Data 101: Is your data dirty?

February 25, 2025

In today’s data-driven world, analyzing and learning from data is essential for effective decision-making. However, one of the biggest challenges in data analysis is how the data is organized. Poorly structured or unclean data makes analysis difficult, requiring significant time, effort and expertise to clean and format it for meaningful insights. The cleaner your data is from the start, the less work is needed on the back end. Investing just one hour in organizing your data collection upfront can save you an entire day of data cleaning later—making early planning a crucial step in any data-driven project.

What is clean data?

Clean data refers to datasets that are structured and formatted correctly, and free of errors and inconsistencies (or at least they try to minimize them). Clean data is a lot more useful for analysis and decision-making as it eliminates anomalies and sets the data in the correct format for analysis without the need for data cleaning.

So why should you care about clean data?

Time – clean data saves you time by reducing the need for data cleaning

Barrier of entry to analysis – the cleaner your data the easier it is to analyze it, meaning that you do not need an expert data engineer to clean your data.

Allows you to notice inconsistencies and reduce errors – data in a clean format will allow you to notice inconsistencies quicker and, at the same time, reduce entry errors.

Data Structure

The first concept of clean data is data structure. Datasets are often tables made from columns (top to bottom) and rows (left to right). Within a dataset, we will have three main components, described below and illustrated in Figure 1.

Value: the specific data point recorded for a variable in an observation.

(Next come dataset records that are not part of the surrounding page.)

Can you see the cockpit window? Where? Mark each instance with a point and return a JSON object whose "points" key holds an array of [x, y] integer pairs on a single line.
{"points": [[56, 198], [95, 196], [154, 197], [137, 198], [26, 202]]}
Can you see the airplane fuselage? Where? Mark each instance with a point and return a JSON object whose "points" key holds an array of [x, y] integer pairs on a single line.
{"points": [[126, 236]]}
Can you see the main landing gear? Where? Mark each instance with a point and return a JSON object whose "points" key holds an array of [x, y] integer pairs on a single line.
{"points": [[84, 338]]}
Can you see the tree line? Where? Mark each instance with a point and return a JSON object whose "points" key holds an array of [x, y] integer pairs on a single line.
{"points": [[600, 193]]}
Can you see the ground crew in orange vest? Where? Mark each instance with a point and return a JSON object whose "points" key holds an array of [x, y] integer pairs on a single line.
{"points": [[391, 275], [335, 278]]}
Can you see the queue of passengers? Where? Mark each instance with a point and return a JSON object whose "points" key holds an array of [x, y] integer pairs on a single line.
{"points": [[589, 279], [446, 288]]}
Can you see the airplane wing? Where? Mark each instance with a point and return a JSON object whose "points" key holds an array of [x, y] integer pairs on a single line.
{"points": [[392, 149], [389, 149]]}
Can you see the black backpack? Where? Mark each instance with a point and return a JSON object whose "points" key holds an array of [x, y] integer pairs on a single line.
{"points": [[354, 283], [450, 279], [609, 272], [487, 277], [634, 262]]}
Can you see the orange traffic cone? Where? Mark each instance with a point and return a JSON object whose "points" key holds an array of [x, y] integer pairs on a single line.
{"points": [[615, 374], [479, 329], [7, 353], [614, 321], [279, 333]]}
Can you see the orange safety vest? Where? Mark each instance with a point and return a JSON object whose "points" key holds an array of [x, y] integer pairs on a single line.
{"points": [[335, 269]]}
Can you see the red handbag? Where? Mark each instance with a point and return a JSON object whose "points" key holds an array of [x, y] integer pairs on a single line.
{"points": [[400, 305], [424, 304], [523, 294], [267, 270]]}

It represents the actual measurement or attribute associated with an entity.

Observations: is a single instance or record in a dataset, it contains values for each variable in the dataset. Observations represent the actual data collected from a unique entity or event.

In produce testing, an observation would be an individual sample.

Variables: is a characteristic, property or attribute that is measured or recorded in the dataset. Variables define what kind of information is being collected and can take on different values across observations.

Examples of variables include date, result (numeric or categorical), temperature, location, etc.)

Now that we have a clear understanding of values, observations and variables, we can focus on how to structure them properly in a clean dataset:

Rows represent observations – Each row corresponds to a single record or instance in the dataset.

Columns represent variables – Each column contains a specific characteristic or attribute measured across all observations.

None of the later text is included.